Dataclasses - AttributeError: type object 'Arguments' has no attribute 'column

I am trying to use dataclasses to create a list of strings that can be used in a function. I am getting an attribute error when trying to access the information normally as I would with something like my_int: Optional[int] = field(default=1000).

For example:

from typing import Optional, List
from dataclasses import dataclass, field

@dataclass
class Arguments:
    """
    Configuration for data loader.
    """
    
    column_names: Optional[list[str]] = field(
        default_factory= lambda:['copies', 'path', 'repo_name', 'size', 'license', 'hash', 'line_mean', 'line_max', 'alpha_frac', 'autogenerated']
    )

def build_dl(args: Arguments):
    load_train_data = args.column_names
    return load_train_data

build_dl(Arguments)

Error: AttributeError: type object 'Arguments' has no attribute 'column_names'

I am attempting to get args.column_names to be ['copies', 'path', 'repo_name', 'size', 'license', 'hash', 'line_mean', 'line_max', 'alpha_frac', 'autogenerated']

I have not used dataclasses before. Any help would be appreciated.

Thank you.

CodePudding user response：

It seems like you are trying to use column_names as a class variable, rather than a dataclass field. That is, in your case above you would need to first instantiate an instance of Arguments such as Arguments(column_names=...) to be able to access column_names attribute.

So to clarify, the quickest and easiest fix in your case would be to update the call like:

build_dl(Arguments())

One other approach you can use to get around this is by using class variables as mentioned in the docs, which are excluded from consideration by dataclasses altogether. Another option can be to remove the annotation like list[str] entirely, which also achieves the same result.

In below I've also updated the annotation for args to Type[Arguments], to indicate that we're passing the actual type (e.g. Arguments) rather than an instance of the same type.
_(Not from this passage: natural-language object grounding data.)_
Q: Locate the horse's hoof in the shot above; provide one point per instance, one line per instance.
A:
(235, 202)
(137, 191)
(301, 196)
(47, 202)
from typing import Type, ClassVar
from dataclasses import dataclass


@dataclass
class Arguments:
    """
    Configuration for data loader.
    """

    column_names: ClassVar[list[str]] = [
        'copies', 'path', 'repo_name', 'size', 'license', 'hash', 'line_mean',
        'line_max', 'alpha_frac', 'autogenerated'
    ]


def build_dl(args: Type[Arguments]):
    load_train_data = args.column_names
    return load_train_data


build_dl(Arguments)